But we haven’t reached a perfect storm scenario yet.
If you’ve been noticing an uptick in tow trucks on the roads in your town, you’re not alone. Back in February, Cox Automotive indicated what we already intuitively knew: car repossessions are up, way up. After a sleepy time during the past couple of years, Cox found that nationwide the rate of vehicle repos had increased a whopping 20.4%. The bad news is it looks like this is only the beginning of a trend that continues to grow.
That warning from Cox mostly went unheeded. In early June Cox Automotive revealed that during 2022 car loan defaults and repos returned to historical norms, officially ending the strange time when they dipped significantly. For whatever reason, more news outlets paid attention when Bloomberg ran a piece in April about the increasing repossession rates, acting as if the issue had suddenly popped up.
During the era of covid, repo work was so slow many agents quit and switched to other professions. Government checks were arriving in the mail monthly, providing some consumers with more spending money than they ever had in their life, meaning few were missing car payments. In fact, plenty of people were able to afford a better car than they ever imagined.
But that government gravy train ride has long ended as the cold, stark reality of poor financial decisions made during the pandemic begin piling up. With the extra government cash, combined with the pervasive feeling that each week could be a person’s last, many consumers went for that dream vehicle which before was completely out of reach. Now those same people are struggling to make payments on their BMW, Mercedes, or other luxury vehicle. Reality can be a cruel teacher.
With the covid era also came shortages of new cars, thanks to manufacturing kinks as the entire world grappled with the uncertainty and government-imposed restrictions. That put pressure on both new and used vehicle prices, something we’re still dealing with. While prices are falling across the market, quite a few people bought when they were sky-high, meaning they’re enduring high monthly payments still.

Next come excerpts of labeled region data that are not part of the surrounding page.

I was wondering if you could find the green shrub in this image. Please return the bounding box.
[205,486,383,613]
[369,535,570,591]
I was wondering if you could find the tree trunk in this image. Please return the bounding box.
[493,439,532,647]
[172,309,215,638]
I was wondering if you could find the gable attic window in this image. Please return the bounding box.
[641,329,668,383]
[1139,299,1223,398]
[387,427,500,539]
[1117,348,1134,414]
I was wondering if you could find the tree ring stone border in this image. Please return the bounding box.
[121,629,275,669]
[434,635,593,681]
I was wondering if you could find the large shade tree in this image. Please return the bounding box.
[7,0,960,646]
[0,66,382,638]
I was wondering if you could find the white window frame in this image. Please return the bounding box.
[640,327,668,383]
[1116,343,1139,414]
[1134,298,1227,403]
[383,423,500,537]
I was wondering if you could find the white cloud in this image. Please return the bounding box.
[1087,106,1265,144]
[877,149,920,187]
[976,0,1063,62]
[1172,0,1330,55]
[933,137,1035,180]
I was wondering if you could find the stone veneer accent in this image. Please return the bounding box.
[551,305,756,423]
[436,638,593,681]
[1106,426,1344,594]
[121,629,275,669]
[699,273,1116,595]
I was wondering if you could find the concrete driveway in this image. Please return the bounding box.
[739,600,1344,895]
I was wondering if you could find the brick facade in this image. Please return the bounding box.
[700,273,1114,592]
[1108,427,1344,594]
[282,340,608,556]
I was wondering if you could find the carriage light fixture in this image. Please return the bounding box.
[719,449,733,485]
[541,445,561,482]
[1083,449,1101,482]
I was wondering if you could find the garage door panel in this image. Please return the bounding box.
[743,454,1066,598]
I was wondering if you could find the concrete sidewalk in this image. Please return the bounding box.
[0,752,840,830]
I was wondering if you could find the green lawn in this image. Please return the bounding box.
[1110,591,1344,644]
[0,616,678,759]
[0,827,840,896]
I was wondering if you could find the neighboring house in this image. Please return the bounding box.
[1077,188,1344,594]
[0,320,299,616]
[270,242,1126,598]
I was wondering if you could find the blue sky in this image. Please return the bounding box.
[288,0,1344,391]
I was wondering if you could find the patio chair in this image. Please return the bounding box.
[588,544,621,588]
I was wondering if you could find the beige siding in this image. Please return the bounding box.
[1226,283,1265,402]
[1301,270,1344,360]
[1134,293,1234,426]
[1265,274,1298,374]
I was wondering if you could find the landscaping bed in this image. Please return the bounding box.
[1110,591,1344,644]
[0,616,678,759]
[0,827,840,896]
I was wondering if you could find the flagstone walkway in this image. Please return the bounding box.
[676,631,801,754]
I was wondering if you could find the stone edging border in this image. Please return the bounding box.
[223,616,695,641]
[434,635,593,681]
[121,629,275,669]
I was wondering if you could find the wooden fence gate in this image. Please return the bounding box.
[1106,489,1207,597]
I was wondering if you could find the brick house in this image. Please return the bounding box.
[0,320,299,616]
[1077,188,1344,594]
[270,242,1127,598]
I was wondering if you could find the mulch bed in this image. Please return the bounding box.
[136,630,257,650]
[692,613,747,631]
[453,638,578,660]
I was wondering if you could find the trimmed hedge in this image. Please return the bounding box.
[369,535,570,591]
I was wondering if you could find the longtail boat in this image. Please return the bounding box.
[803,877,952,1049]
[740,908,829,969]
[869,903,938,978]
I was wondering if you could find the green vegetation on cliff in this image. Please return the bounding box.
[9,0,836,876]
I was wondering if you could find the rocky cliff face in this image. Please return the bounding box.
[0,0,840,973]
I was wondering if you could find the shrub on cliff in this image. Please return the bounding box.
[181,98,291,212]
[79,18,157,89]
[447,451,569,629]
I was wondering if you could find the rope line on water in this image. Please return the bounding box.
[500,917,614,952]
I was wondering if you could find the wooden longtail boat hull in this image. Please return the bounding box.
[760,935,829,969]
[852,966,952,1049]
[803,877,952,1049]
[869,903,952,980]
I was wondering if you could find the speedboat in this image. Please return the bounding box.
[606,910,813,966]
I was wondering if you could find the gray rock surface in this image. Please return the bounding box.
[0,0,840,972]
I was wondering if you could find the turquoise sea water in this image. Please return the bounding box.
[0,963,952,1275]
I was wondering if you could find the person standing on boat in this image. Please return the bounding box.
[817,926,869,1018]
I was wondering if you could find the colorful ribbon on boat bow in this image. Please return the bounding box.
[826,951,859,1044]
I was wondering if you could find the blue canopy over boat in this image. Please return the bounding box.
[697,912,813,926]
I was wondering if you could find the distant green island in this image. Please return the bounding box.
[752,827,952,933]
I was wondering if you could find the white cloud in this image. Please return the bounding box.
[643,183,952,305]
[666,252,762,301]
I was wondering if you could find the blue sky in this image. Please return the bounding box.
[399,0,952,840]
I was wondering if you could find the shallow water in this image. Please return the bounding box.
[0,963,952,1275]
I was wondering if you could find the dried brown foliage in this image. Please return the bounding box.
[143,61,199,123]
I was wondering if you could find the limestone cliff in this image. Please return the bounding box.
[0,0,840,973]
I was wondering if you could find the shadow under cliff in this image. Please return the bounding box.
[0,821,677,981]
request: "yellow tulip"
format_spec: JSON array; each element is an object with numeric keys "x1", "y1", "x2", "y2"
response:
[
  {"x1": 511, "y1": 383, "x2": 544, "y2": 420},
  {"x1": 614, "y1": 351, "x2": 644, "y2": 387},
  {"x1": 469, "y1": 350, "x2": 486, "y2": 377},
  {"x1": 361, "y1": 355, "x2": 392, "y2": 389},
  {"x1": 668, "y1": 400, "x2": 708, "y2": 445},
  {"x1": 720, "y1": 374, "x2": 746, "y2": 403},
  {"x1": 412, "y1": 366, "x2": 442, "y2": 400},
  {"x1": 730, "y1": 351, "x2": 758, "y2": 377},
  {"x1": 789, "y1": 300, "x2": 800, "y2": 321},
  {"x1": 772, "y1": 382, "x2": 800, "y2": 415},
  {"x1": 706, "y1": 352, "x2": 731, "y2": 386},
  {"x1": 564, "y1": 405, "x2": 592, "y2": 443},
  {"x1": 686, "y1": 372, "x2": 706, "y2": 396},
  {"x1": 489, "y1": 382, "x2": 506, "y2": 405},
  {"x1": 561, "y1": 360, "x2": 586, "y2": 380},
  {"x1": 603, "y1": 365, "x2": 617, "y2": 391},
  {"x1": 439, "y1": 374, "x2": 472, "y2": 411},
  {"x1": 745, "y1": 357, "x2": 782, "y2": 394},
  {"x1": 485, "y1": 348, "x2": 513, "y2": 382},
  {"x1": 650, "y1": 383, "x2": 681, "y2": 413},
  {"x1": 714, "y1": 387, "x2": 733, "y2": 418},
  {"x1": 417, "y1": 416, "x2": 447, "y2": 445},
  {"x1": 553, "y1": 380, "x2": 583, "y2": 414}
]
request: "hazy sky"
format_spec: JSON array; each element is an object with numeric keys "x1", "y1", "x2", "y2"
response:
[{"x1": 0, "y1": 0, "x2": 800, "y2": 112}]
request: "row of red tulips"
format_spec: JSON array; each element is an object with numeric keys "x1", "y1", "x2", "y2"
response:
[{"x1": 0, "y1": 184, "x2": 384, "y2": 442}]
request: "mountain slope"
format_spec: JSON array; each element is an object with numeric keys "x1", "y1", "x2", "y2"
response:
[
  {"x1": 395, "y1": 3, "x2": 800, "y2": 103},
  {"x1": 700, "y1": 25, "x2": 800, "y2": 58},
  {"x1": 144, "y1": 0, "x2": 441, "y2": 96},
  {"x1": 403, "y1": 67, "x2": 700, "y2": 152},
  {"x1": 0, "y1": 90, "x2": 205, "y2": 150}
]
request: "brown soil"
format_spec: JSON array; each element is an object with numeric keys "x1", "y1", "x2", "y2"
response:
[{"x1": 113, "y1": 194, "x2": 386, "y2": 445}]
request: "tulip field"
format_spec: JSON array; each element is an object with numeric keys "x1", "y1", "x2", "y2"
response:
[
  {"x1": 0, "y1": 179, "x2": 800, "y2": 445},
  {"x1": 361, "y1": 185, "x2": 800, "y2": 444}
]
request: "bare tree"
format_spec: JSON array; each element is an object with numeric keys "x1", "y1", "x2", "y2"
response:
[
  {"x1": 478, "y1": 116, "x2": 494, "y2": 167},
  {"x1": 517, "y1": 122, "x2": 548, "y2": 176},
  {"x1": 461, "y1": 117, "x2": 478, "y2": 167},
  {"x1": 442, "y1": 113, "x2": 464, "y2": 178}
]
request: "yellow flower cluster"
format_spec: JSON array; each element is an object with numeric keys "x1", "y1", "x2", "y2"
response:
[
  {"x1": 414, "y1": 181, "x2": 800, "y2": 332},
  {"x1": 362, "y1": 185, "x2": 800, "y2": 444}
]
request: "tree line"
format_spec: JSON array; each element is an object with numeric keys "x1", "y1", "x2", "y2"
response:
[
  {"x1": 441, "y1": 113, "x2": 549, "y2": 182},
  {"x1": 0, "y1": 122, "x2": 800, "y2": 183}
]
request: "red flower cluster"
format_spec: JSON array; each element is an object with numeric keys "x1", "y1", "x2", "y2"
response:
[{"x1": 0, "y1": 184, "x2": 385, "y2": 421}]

At the same time, inflation has pushed the cost of many necessities up in the past two years, creating for some the perfect financial storm. With little in the way of savings, consumers are having to make the tough choice about which payments to let go. An obvious solution would be to off-load the car with sky-high payments, freeing up much-needed cash. But the problem is they can’t get out from under the loan since they’re already upside down and values are dropping. Many are making the hard choice to just stop paying and use a cheaper form of transportation, fueling in part the wave of repos.
Interest rates have played their role in this storm. As rates have climbed, new borrowers see their monthly payments also increase. Cox found that in February the average monthly payment for new car owners was a shocking $762. Sadly, that was after a decrease from the peak $791 averaged in December 2022. Plenty of consumers feel their monthly car bill will bust their budget yet, if that hasn’t already happened. The poor choices come with consequences.
There’s yet another thing fueling predictions of a growing wave of car repossessions: a predicted tidal wave of layoffs. We’ve seen some layoffs from big companies here and there since 2022, but some economists are predicting far more on the horizon.
Back in April, NBC News dared utter the “R word” when talking about the increase in car repos. That’s right, the corporate news agency said the anticipated recession could further complicate Americans’ tenuous financial situation, triggering an even bigger wave of vehicle loan defaults.
NBC News dutifully repeated what’s expected is a “mild recession” later in 2023, but not everyone believes the dip will be so tame. We’ll just have to see how low things go and for how long, but it’s undoubtedly true the worse the recession, the more common car repos will become.
Wells Fargo Auto has been offering repossession agencies an extra $500 per vehicle to incentivize them to go after delinquent customers. According to a report from Auto Finance News, this move was made in response to a shortage of repo agents nationwide coupled with the rise in payment delinquencies. We wonder if this isn’t an effort by the lender to stay abreast of the growing upswing it fears will accelerate as the year progresses.
We can’t find any information about other lenders offering a bounty for vehicle repossessed. That doesn’t mean they won’t follow suit, especially if Wells Fargo finds success with this approach and everyone scrambles to keep up with a heavy, steady flow of repossessed cars as bad personal financial decisions combined with a struggling economy spell trouble.